5. CONCLUSÕES GERAIS

Diante dos resultados obtidos ao longo do período de observações, pode-se concluir que:

a. O processo de extração por agitação mecânica utilizando uma solução etanólica

como solvente permite a obtenção de extrato rico em compostos fenólicos,
possibilitando a obtenção de compostos de alto valor agregado a partir do
reaproveitamento do bagaço da uva utilizada produção de suco e polpas
congeladas.

b. O processo de microencapsulação dos extratos fenólicos do bagaço da uva pela

técnica de liofilização aplicando maltodextrina como material de parede
proporciona a obtenção de um material seco, com elevado potencial antioxidante.

c. A aplicação dos extratos liofilizado e microencapsulado em hambúrguer bovino

promove uma maior estabilidade oxidativa diminuindo a formação de substâncias
nocivas oriundas dos processos de oxidação lipídica e proteica.

d. A aplicação dos extratos fenólicos do bagaço da uva apresentam potencial em

promover uma maior estabilidade da cor dos hambúrgueres, indicando uma
proteção do pigmento da carne.

e.
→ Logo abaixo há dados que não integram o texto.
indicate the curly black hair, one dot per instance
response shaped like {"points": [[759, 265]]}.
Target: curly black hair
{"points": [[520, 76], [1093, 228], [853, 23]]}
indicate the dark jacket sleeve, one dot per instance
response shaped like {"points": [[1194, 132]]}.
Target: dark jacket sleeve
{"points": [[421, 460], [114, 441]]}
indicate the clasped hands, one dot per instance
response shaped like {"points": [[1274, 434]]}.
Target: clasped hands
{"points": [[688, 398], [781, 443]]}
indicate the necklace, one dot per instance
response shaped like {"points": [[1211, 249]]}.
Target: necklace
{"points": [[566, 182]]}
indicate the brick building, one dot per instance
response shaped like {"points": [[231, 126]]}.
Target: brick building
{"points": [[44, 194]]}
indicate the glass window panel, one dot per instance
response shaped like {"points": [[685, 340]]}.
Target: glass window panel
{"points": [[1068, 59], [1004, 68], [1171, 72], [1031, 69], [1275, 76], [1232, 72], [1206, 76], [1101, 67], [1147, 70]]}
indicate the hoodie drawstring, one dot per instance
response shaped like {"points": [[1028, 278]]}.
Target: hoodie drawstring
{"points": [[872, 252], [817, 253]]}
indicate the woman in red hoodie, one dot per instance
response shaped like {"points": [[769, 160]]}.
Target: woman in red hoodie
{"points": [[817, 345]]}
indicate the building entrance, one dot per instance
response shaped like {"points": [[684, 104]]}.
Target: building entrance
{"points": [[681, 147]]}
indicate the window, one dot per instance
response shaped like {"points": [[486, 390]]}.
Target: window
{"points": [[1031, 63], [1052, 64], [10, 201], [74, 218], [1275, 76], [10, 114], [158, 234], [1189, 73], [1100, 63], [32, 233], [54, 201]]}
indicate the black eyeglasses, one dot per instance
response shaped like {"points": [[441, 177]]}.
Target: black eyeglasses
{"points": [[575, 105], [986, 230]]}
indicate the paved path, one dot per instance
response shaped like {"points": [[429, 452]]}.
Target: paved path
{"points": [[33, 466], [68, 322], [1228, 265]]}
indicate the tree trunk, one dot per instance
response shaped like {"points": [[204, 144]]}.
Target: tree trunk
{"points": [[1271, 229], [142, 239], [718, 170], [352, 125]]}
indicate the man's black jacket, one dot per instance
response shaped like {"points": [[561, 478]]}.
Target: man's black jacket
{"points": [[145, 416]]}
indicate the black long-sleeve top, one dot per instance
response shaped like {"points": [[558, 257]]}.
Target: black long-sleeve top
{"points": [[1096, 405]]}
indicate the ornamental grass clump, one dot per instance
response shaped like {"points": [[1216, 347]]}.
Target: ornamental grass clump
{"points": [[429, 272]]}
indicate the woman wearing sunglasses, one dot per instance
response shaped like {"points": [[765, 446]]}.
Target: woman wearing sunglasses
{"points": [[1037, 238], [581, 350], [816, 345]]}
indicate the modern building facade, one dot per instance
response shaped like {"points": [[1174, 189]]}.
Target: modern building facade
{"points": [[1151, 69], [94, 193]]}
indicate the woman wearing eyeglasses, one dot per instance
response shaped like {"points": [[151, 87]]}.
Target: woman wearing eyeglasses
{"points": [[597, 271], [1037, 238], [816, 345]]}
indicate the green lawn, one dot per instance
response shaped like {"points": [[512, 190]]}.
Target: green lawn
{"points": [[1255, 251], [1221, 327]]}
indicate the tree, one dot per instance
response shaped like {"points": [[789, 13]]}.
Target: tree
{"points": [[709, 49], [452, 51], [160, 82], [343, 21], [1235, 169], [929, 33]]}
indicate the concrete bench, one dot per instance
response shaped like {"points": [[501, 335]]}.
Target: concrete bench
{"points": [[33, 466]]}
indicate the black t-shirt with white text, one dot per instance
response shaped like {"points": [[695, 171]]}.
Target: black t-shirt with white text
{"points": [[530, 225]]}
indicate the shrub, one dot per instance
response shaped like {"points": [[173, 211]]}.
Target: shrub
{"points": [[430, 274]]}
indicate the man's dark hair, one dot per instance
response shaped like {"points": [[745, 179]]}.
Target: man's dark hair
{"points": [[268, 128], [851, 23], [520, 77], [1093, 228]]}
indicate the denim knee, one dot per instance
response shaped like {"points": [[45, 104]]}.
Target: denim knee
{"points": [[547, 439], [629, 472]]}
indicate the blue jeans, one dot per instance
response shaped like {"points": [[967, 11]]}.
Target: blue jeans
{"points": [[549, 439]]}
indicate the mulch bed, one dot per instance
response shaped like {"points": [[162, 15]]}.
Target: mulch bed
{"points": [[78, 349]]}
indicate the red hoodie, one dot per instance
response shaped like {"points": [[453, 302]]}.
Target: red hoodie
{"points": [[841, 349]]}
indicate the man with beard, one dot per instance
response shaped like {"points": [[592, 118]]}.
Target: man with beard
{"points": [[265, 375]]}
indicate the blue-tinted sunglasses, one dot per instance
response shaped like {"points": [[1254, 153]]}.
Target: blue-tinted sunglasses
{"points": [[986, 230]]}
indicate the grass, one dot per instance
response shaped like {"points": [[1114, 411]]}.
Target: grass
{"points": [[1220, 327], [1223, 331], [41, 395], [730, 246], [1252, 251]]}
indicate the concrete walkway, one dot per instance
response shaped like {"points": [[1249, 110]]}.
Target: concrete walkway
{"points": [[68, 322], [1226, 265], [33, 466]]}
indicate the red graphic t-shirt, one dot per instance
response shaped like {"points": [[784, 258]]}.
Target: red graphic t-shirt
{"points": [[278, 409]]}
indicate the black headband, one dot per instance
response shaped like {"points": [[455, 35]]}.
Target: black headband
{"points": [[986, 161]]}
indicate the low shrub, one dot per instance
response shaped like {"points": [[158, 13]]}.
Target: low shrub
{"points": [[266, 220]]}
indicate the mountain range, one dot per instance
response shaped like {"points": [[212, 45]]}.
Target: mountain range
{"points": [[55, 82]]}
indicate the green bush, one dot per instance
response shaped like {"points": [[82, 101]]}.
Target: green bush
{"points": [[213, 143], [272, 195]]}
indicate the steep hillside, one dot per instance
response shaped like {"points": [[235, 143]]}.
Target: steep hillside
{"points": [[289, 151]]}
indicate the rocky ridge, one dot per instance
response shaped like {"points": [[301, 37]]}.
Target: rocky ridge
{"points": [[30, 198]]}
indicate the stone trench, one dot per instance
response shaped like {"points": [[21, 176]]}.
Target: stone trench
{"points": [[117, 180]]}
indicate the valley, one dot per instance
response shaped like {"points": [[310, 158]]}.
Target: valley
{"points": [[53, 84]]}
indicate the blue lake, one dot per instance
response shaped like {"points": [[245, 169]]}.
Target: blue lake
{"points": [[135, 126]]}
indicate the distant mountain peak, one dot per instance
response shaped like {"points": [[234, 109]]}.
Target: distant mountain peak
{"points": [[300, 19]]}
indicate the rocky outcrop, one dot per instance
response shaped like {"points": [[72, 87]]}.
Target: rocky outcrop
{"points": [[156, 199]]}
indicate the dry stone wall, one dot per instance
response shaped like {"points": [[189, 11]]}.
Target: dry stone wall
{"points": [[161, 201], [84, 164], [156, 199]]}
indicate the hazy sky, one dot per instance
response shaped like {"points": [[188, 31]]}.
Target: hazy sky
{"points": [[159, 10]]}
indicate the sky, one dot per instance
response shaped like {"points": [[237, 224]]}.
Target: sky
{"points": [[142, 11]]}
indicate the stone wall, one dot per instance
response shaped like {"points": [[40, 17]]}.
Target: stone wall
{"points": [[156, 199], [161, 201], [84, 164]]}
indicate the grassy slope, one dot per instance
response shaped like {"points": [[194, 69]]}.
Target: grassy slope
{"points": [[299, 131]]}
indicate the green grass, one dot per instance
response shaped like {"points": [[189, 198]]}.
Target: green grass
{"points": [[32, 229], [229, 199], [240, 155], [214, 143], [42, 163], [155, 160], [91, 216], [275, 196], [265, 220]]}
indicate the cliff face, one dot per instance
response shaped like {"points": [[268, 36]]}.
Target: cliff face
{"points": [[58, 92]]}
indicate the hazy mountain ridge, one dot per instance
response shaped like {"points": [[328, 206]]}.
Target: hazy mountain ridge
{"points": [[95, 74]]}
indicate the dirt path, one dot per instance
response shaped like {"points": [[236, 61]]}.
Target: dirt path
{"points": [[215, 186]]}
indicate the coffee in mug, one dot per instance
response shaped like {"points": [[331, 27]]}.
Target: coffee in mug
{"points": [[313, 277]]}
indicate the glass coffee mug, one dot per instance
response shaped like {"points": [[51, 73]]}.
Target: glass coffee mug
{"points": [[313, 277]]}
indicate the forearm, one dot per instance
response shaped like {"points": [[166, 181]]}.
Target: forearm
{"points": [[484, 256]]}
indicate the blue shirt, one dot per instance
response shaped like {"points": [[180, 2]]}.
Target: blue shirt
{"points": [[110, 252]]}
O processo de pré-cocção não influenciou significativamente nos níveis de

compostos fenólicos remanescente nos hambúrgueres, não alterando, também, os
níveis de oxidação lipídica e proteica entre as amostras cruas e pré-cozidas.

f. No geral, os melhores resultados foram observados nos hambúrgueres que

receberam o extrato microencapsulado, indicando que a microencapsulação
protegeu os compostos fenólicos da aplicação de calor e possivelmente promoveu
uma liberação gradual ao longo do armazenamento.

Para estudos futuros, sugere-se avaliar o processo de microencapsulação a partir

de outras técnicas, e utilizando diferentes agentes encapsulantes. Além disso, sugere-
se uma avaliação das características sensoriais, bem como, da estabilidade
microbiológica dos hambúrgueres adicionados dos extratos liofilizado e
microencapsulado, visando a obtenção de novos produtos com aplicação na indústria
da carne, formulados a partir de ingredientes naturais.